I may not have started with the easiest configuration but I'm running OPNsense as a transparent filtering bridge, virtualized on a N100 mini-PC with 4 ports, installed between my router and my main switch.
I followed a few different guides, and apart from the FW on OPT1 (management) and the lack of gateway by default (which prevented me from updating OPNSense before I connected the bridge), I'm at the stage where I verify that the bridge does what it is supposed to do before I enable IDS/IPS.

The only IPv4 rule I have is as simple as it gets:


Yet, here and there, it doesn't seem to apply to some packets and the default deny rule fires:


I can't really figure out what's special about these requests because some very similar ones seem to go through just fine.
All the failed requests I've seen while observing the live view have the following in common:
  • HTTP or HTTPS
  • Originating from wireless clients (never seen one from a wired client)
Nothing is obviously wrong on the clients themselves, possibly because of successful retries.

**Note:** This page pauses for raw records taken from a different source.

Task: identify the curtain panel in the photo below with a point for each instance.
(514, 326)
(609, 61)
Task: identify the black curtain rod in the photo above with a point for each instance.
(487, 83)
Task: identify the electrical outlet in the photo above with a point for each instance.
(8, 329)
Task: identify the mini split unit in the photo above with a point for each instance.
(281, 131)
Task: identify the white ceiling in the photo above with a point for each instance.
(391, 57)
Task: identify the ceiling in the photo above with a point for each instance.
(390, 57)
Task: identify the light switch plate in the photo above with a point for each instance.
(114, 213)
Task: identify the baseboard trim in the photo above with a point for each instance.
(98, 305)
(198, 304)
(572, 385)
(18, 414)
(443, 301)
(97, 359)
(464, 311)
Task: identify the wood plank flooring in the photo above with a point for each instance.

My existing network is all TP-link managed via Omada, if that matters.
Apart from a few VLANs to isolate clients, the configuration is standard.
Traffic going through the bridge is limited to Internet and inter VLAN plus basic DHCP/DNS/Discovery.

The OPNsense VM was given 2 cores and 4GB of RAM (waiting for a stick to double it) and 32GB of disk space (SSD).
At this point, CPU usage is low.

I'd like to understand what's going on before I enable IDS/IPS.
BTW, kudos for the logging. It's refreshing compared to the TP-link useless logs...
I may end up controlling inter VLAN traffic at the bridge instead of the router/gateway!